Ishura – Episode 1

By: Vrai Kaiser January 3, 20240 Comments
Yuno with blood splatter on her face

Content Warning: Gore, mass death

What’s it about? Yuno, known as the Distant Talon, lived a peaceful life in the Nagan Labyrinth City; until the Labyrinth itself rose up from the ground as a giant automaton and razed her city to the ground. While the True Demon King is dead, the machines made to end that threat continue to destroy; and the arrival of a fantastically strong visitor from another world only deepens her grief.

Ishura isn’t a show that’s even passingly familiar with the phrase “subtlety.” Pretty much every character’s dialogue leading up to the robocalyptic blood-letting is either explainers about the magic system or wistful musing about how Yuno and her very special friend love living and being alive. The second half is largely given over to a big flashy action sequence, in which murderous Visitor Yagyuu Soujirou does a passable job as a 2B stand-in. And somewhere in there, we get a long crunchy cut of Yuno being showered with her dying girlfriend’s blood.

It’s a premiere that’s nakedly yearning for the heat of Attack on Titan’s apocalyptic opener, and I will admit that it hits its familiar beats pretty well. I like the Escaflowne-esque magical machinery, Passione does some good-looking compositing for the climactic giant mech fight, and there’s some fantasy bona fides in the crew roster in the form of chief director Takahashi Takeo (Spice and Wolf, MAOYU). But its future appeal is going to live or die based on how much it decides to center Yuno as the protagonist.

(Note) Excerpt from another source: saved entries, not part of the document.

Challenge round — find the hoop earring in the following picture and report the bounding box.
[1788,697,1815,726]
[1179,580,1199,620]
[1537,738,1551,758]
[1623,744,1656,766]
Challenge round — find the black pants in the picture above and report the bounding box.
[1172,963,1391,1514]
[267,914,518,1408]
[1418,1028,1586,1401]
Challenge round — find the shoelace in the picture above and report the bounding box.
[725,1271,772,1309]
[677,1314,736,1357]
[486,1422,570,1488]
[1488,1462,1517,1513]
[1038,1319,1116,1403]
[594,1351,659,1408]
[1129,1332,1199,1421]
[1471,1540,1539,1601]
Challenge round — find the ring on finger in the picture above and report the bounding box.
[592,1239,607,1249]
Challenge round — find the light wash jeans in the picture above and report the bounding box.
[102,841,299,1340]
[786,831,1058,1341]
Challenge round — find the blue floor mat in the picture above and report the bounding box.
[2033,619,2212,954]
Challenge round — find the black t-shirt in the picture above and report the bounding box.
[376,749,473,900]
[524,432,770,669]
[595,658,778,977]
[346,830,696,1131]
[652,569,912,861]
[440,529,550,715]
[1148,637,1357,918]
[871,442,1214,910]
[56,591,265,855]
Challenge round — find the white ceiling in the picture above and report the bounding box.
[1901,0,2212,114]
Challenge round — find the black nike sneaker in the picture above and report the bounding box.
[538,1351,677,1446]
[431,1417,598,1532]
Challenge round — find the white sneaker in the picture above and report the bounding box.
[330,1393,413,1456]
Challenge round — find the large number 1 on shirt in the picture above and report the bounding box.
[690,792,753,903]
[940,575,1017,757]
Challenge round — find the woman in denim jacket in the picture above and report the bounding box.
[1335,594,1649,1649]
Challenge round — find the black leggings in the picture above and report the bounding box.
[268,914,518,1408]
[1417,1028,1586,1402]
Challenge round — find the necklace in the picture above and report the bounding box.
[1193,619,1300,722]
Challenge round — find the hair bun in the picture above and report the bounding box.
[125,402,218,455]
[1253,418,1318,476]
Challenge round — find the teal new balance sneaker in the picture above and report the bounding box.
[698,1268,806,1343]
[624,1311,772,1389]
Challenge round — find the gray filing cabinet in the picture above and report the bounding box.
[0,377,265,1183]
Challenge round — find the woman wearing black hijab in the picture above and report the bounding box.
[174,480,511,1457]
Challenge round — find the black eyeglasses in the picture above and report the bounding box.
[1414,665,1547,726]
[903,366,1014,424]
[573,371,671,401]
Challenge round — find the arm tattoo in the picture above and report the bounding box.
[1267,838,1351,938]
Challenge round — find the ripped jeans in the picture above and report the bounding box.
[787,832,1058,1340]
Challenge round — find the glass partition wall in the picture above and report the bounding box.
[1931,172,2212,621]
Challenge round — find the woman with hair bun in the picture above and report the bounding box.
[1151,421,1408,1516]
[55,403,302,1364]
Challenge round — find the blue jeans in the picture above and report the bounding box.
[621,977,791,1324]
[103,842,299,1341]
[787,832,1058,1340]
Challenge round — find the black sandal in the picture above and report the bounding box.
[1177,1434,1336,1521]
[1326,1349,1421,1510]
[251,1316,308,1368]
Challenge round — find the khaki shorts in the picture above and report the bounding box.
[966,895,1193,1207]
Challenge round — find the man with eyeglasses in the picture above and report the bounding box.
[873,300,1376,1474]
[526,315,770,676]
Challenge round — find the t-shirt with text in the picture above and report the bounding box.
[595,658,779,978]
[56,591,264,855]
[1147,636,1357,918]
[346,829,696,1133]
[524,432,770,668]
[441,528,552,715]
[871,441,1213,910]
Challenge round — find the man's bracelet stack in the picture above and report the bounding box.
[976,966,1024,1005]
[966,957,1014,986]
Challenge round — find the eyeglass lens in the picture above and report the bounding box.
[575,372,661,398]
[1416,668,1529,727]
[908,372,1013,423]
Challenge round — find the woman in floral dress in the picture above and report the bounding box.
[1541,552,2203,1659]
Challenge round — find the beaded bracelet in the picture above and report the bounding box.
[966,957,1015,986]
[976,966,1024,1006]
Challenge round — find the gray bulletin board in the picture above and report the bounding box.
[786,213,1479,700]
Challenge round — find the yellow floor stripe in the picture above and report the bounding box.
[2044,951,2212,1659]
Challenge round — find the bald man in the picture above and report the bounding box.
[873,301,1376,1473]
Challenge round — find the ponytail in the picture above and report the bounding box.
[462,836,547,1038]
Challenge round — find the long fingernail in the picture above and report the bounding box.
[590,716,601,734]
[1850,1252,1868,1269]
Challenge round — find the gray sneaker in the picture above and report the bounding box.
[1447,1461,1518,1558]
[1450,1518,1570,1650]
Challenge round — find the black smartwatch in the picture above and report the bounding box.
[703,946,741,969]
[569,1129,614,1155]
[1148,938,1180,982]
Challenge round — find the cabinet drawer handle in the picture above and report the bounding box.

a silver haired girl leaning against Yuno's shoulder
They were just three days from picking out a Fantasy U-Haul

There is so much to mine with Yuno. Her character design does feel like a missed opportunity—Nagan is clearly a Middle Eastern-inspired city, but Yuno looks like she could’ve been pulled out of any European-set fantasy anime—but there’s no leering or fanservice at play, and the writing is at its best when it sits with her. She’s a highly skilled magician, clearly shy and now weighted down by a bucket of PTSD and survivor’s guilt. And most interestingly of all, she deeply loathes her supposed savior—who may have been the reason the giant machine that destroyed her home awakened in the first place.

While it doesn’t have the immediate catharsis of The Executioner and Her Way of Life’s opening bait-and-switch, Ishura positions itself in the same position of suspicion regarding wish-fulfillment isekai protagonists. Soujirou shows no concern for the devastation around him or Yuno’s pain; he’s just looking for food to eat and something strong to fight, and it seems as if nothing and no one can stop him from getting what he wants. I’m absolutely down to follow Yuno as she tries to find someone strong enough to kill this guy without getting killed herself…if that’s the plot the show decides to stick to.

a swordsman mid-strike
A less impressive Yagyuu than Jubei-chan, if I’m honest

There’s an awful lot of flash dedicated to that climactic fight scene, is the thing. It could be that the show wants to have its cake and eat it too, indulging in the high-flying bloodletting before (if you are an optimist) highlighting the discordance against Yuno’s reactions for horror or (if you are a cynical fuck who’s been reviewing anime for almost a decade) po-facedly scolding the audience for cheering at the cool fight scene they threw a couple animators’ lives and health at. Or worse, it could come around to having Yuno realize that Soujirou is a cool guy after all. It doesn’t exactly give me confidence to see Ihara Kenta’s name as series composer, given that his CV is 80% hot garbage regardless of the quality of the source material.

All of this is additionally muted by the fact that this is the season’s Disney/Hulu show, meaning that it will be minimally advertised and difficult to search up regardless of its ultimate quality. Because why on earth would you try to provide a quality product when you can just throw money at the problem. I’m going to give this a couple episodes to see if it treats its promising heroine right, but I might recommend other folks give more of a wait-and-see approach unless you’re an avid dark fantasy fan.